There is an air bubble of radius $$1.0$$ mm in a liquid of surface tension $$0.075$$ N m$$^{-1}$$ and density $$1000$$ kg m$$^{-3}$$ at a depth of $$10$$ cm below the free surface. The amount by which the pressure inside the bubble is greater than the atmospheric pressure is _____ Pa ($$g = 10$$ m s$$^{-2}$$).

The excess pressure inside an air bubble in a liquid:

$$\Delta P = \frac{2T}{r} + \rho g h$$

where $$T$$ = surface tension, $$r$$ = radius, $$\rho$$ = density, $$h$$ = depth.

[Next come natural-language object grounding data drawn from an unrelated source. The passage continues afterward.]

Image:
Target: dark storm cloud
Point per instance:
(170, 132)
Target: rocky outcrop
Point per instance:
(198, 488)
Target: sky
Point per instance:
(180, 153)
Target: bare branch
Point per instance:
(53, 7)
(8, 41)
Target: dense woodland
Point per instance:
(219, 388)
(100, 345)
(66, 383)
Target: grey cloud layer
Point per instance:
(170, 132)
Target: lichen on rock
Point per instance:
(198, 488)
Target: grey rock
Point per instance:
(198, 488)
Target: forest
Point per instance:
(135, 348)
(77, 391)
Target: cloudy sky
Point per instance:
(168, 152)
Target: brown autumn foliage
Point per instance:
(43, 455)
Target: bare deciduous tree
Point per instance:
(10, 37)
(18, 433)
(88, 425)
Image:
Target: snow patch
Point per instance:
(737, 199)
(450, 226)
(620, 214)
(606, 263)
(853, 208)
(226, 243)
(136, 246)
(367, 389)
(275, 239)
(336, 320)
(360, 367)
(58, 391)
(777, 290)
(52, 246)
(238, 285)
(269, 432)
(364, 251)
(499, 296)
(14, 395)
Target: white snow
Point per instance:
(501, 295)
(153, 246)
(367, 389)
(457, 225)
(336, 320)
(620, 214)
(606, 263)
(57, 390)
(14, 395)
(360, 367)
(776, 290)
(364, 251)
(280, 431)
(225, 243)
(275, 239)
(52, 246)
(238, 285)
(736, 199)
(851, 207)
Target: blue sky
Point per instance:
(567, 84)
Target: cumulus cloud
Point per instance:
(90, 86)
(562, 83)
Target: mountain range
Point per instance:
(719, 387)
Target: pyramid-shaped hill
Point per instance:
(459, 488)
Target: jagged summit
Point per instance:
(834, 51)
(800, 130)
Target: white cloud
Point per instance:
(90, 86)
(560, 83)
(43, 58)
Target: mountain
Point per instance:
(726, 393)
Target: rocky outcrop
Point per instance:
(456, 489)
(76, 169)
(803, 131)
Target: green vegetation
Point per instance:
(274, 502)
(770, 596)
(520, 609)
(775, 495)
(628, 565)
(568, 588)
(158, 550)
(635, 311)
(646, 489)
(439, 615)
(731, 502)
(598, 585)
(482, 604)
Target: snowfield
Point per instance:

Note: An air bubble in liquid has only one surface, so excess pressure due to surface tension is $$\frac{2T}{r}$$ (not $$4T/r$$).

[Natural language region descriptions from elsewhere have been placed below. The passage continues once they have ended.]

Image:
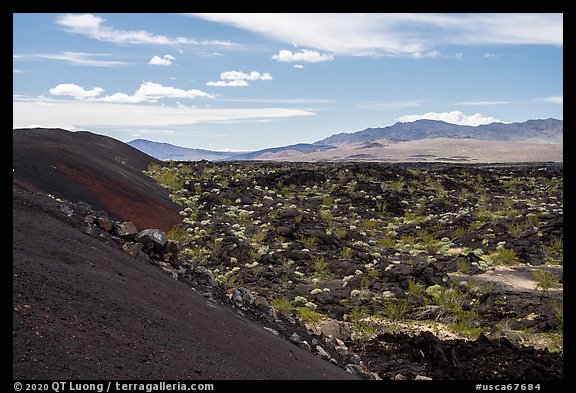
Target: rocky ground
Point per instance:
(94, 298)
(418, 269)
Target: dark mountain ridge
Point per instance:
(533, 131)
(167, 151)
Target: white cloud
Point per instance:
(239, 78)
(305, 55)
(482, 102)
(75, 58)
(233, 83)
(166, 60)
(454, 117)
(147, 92)
(239, 75)
(94, 27)
(78, 92)
(151, 92)
(406, 34)
(554, 100)
(84, 114)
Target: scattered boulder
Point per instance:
(169, 253)
(133, 248)
(153, 239)
(336, 329)
(105, 223)
(126, 229)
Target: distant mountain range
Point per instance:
(167, 151)
(528, 135)
(531, 131)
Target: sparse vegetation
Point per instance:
(313, 239)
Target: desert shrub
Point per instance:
(307, 315)
(282, 304)
(554, 253)
(504, 256)
(545, 280)
(320, 265)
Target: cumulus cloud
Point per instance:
(310, 56)
(233, 83)
(84, 114)
(166, 60)
(454, 117)
(75, 58)
(554, 100)
(151, 92)
(239, 78)
(402, 34)
(78, 92)
(94, 27)
(147, 92)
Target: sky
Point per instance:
(237, 82)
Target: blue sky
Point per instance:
(252, 81)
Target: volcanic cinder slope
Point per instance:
(84, 309)
(102, 171)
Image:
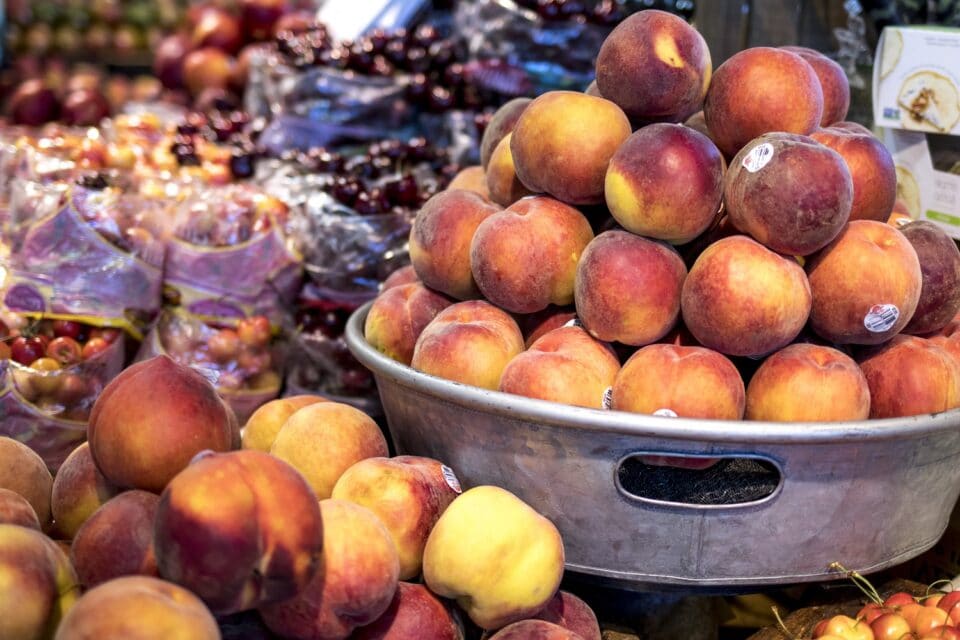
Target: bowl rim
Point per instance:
(546, 413)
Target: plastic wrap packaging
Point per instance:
(346, 253)
(97, 257)
(350, 253)
(321, 106)
(48, 410)
(246, 373)
(552, 54)
(231, 254)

$$\frac{2T}{r} = \frac{2 \times 0.075}{1 \times 10^{-3}} = 150 \text{ Pa}$$

$$\rho g h = 1000 \times 10 \times 0.1 = 1000 \text{ Pa}$$

Total excess pressure above atmospheric: $$150 + 1000 = 1150 \text{ Pa}$$

This matches the answer key value of $$\mathbf{1150}$$.